Tuesday, October 12, 2010
sleeps with one eye open
I did 3 drawings today. I'm listening to Joan Baez sing Diamonds and Rust. It makes me want to relate at least a little where my art comes from. About 4 years ago I had a very different style of art. I was trying to imitate things like disney and in my opinion failing miserably. I had been seeing a wonderful analyst for about two years. I thought that I was opening up. That I was saying things that had meaning. I didn't know that I was asleep psychologically. I rarely drew. I think I had a hiatus of something like two or more years. Never drew for fun just for school.

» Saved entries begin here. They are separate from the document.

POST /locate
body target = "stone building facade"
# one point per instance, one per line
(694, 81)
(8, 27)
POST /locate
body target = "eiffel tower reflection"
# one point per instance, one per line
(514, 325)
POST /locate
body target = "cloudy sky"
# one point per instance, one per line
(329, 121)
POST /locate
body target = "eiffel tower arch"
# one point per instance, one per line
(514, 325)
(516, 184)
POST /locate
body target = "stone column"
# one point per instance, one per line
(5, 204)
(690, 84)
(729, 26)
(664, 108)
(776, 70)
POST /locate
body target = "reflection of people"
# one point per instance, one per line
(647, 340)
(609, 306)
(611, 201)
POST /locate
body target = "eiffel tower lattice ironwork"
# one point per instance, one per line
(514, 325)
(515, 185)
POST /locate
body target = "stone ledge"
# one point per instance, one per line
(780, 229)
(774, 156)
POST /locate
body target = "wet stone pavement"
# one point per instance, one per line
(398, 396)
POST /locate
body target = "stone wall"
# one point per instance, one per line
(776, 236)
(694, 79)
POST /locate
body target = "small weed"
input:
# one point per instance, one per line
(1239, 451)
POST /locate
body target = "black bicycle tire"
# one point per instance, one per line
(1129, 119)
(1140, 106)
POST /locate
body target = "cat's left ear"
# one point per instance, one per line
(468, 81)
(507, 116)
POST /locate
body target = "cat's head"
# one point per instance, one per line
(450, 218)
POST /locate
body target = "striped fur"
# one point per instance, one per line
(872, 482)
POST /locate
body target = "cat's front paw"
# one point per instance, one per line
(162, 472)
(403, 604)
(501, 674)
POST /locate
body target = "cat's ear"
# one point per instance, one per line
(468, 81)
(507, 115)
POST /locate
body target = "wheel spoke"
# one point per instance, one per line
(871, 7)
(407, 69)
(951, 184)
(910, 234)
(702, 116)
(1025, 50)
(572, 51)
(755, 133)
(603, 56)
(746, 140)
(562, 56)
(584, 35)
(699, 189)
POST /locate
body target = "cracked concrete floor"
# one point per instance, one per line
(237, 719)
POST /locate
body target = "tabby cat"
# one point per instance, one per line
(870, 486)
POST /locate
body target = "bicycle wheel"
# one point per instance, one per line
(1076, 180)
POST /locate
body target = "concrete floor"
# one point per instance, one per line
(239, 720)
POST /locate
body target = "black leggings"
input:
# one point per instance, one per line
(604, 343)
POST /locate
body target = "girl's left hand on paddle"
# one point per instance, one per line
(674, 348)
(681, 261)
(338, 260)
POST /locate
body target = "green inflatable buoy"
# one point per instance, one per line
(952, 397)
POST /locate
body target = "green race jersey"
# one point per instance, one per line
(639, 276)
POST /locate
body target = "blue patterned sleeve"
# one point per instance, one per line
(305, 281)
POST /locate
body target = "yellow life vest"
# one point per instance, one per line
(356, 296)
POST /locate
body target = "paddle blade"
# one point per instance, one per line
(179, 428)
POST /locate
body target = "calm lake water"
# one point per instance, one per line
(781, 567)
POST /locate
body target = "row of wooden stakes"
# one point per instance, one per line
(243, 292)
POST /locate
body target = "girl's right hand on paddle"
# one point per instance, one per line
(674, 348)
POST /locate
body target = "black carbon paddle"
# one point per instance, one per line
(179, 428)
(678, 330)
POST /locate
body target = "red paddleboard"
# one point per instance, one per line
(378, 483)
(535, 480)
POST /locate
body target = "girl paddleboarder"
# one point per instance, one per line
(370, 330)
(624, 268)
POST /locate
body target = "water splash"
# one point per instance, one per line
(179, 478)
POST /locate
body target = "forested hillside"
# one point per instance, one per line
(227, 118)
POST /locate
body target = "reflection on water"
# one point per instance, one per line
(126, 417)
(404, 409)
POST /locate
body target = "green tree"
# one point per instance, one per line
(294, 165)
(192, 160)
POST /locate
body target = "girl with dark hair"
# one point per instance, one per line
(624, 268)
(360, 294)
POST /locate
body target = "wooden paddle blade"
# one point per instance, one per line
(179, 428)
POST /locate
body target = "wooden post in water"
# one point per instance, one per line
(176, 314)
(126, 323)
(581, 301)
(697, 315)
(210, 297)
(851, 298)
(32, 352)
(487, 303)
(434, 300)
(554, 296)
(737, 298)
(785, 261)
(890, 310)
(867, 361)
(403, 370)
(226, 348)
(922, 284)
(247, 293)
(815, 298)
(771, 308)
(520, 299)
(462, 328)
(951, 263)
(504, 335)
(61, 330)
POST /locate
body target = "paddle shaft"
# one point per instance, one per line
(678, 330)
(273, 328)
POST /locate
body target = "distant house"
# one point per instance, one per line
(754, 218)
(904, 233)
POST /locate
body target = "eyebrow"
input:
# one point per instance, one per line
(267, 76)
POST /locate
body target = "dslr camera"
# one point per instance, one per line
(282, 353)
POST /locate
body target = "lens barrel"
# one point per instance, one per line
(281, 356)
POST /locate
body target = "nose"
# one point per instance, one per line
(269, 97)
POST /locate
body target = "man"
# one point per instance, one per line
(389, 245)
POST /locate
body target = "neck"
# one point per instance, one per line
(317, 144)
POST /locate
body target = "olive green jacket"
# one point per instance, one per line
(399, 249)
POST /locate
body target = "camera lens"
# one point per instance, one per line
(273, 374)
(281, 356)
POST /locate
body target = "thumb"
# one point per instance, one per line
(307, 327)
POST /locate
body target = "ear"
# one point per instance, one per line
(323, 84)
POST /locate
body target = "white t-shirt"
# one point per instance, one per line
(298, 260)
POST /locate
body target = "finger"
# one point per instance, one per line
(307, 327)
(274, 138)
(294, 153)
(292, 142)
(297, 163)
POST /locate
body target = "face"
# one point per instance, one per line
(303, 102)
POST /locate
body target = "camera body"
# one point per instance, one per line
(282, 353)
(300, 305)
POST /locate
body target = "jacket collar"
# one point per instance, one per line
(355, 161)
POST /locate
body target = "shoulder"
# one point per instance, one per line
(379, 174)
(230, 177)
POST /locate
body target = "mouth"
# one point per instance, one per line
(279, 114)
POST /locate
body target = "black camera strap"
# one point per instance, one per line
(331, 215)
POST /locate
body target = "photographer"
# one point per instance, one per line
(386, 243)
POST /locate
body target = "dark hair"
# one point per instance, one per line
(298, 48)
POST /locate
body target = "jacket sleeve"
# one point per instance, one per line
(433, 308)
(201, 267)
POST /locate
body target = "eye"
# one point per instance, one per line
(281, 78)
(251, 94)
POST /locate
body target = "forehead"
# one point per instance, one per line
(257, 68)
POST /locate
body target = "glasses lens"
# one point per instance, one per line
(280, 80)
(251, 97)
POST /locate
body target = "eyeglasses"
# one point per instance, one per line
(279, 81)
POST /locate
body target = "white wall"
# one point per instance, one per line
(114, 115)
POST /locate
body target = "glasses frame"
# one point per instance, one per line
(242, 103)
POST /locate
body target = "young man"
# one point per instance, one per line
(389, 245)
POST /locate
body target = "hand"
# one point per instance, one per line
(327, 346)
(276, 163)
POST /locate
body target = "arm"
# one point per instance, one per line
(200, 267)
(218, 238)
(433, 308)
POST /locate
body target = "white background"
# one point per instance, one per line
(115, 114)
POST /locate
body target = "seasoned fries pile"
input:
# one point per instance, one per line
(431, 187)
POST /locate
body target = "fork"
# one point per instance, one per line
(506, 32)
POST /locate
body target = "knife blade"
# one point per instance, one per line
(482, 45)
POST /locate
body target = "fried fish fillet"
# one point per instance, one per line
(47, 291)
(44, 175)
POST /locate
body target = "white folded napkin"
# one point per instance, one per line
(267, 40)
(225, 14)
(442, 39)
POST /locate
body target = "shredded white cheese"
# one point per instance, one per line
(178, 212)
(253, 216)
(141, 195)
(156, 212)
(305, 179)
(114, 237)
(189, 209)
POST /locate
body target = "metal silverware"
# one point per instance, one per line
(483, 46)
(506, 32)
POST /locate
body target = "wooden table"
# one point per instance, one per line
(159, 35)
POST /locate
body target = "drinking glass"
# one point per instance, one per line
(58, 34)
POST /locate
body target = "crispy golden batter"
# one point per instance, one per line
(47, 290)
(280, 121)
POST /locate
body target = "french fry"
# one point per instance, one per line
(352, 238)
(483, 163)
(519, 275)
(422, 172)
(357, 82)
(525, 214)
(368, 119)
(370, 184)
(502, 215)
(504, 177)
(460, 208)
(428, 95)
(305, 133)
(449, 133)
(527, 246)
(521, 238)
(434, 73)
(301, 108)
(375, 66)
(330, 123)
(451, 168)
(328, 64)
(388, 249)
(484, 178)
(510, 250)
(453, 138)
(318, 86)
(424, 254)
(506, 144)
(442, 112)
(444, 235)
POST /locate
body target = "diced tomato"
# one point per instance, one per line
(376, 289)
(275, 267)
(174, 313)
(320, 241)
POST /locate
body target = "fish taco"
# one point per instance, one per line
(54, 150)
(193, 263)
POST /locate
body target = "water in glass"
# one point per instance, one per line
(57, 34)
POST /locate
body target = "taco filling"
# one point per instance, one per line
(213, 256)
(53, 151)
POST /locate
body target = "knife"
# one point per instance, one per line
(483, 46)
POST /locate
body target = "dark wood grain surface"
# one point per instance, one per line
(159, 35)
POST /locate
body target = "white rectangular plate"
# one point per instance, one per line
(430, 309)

Then I had something tragic happen. A relationship crumbled. The person that I relied on for all my self esteem was gone. I know it sounds pretty pathetic and it was in a way. I crashed and burned. I found that I was waking up though. To what really could be my artistic nature through this tragedy. My style of art did a complete 180. I was drawing now from my dreams. From what inspired me. My art started to take on the ability for me to get my feelings out on paper. Be that joy or sadness it was now an outlet. I know it might sound kinda metaphysical but really sometimes these events that you think would sink you no matter how tough you are..turn out to be what wakes you.
I'm grateful for that tragedy. For the way I had to rebuild. I'm not who I once was.
The above image I drew today. She sleeps with one eye open because she fears a broken heart.